C’est la première fois depuis la crise financière mondiale de 2008 que la demande de pétrole de la Chine baisse en glissement annuel. À l’approche de l’hiver, nous prévoyons que le passage du gaz au pétrole par les économies de l’UE et des pays émergents ajoutera 800 000 b/j au cours de la saison de chauffage (de novembre à mars), en raison de la flambée des prix du gaz naturel à l’échelle mondiale causée par l’interruption des livraisons de gaz naturel de la Russie à l’UE.
La demande chinoise devrait rester stable jusqu’à la fin du congrès du parti en novembre, après quoi nous prévoyons une augmentation du soutien fiscal et du crédit.
Le Monde de l’Énergie —En quoi l’embargo européen sur le pétrole russe change-t-il la donne, au niveau européen et mondial ?
Robert P. Ryan —À la suite de l’invasion de l’Ukraine par la Russie en février, l’UE a approuvé des embargos sur l’importation de pétrole brut et de produits raffinés russes par voie maritime, et des interdictions de couverture d’assurance/de réassurance pour les navires transportant des produits pétroliers russes.
L’embargo sur le pétrole brut prend effet le 5 décembre 2022 et celui sur les produits raffinés le 5 février 2023. L’interdiction de l’assurance/réassurance doit prendre effet en décembre.
La Russie devra donc réduire sa production de pétrole pour éviter une saturation de ses installations de stockage, à la capacité limitée, avant l’embargo du 5 décembre.
L’interdiction de l’UE en matière d’assurance et de réassurance est soutenue par le Royaume-Uni et les États-Unis. Elle affectera profondément la production russe, si elle est pleinement mise en œuvre, puisque les navires ne navigueront pas sans assurance.

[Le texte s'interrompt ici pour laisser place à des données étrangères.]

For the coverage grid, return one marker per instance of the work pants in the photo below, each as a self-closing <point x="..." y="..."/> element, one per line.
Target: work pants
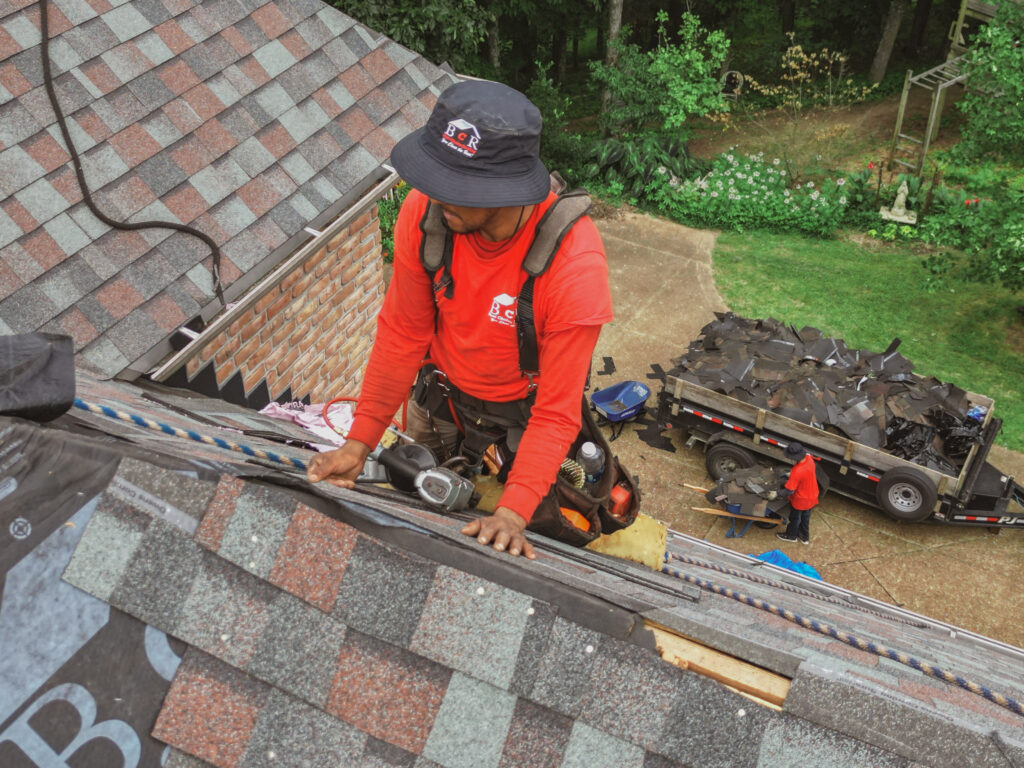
<point x="800" y="523"/>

Pour contourner les embargos de l’UE, les entreprises russes et chinoises vont développer les transferts de navire à navire en haute mer, ainsi que les services de traitement et de stockage externes, afin de masquer les exportations de brut et de produits.
Les embargos de l’UE forceront la Russie à réduire sa production d’environ 1,6 million de b/j d’ici la fin de l’année, pour atteindre 2 millions de b/j en 2023, selon nos estimations.
Le passage du gaz au pétrole en Europe stimulera la demande de distillats et de combustibles résiduels d’environ 800 000 b/j cet hiver.
Le Monde de l’Énergie —Quelles évolutions prévoyez-vous pour la fin 2022 et l’année 2023 concernant la production et les cours du pétrole ?
Robert P. Ryan —Nous prévoyons que le prix du pétrole brut Brent s’établira en moyenne à 119 $/b au 4T22, car les producteurs de pétrole russes devront commencer à ajuster les calendriers de production et de raffinage d’ici septembre pour éviter une accumulation massive et involontaire des stocks.
Il y a également 60 % de chances que les États-Unis acceptent de rétablir l’accord sur le nucléaire iranien cette année, ce qui permettra de remettre sur le marché 1 million de barils par jour venu d’Iran. Cela ne sera pas suffisant pour couvrir la perte de production russe suite aux embargos de l’UE.
Nous attendons de voir si les États-Unis prolongent la mise à disposition de leurs réserves stratégiques de pétrole, et quelle sera l’ampleur de cette prolongation. Le 1 million de b/j que le SPR américain mettait à la disposition du marché se termine en effet en octobre 2022 après six mois.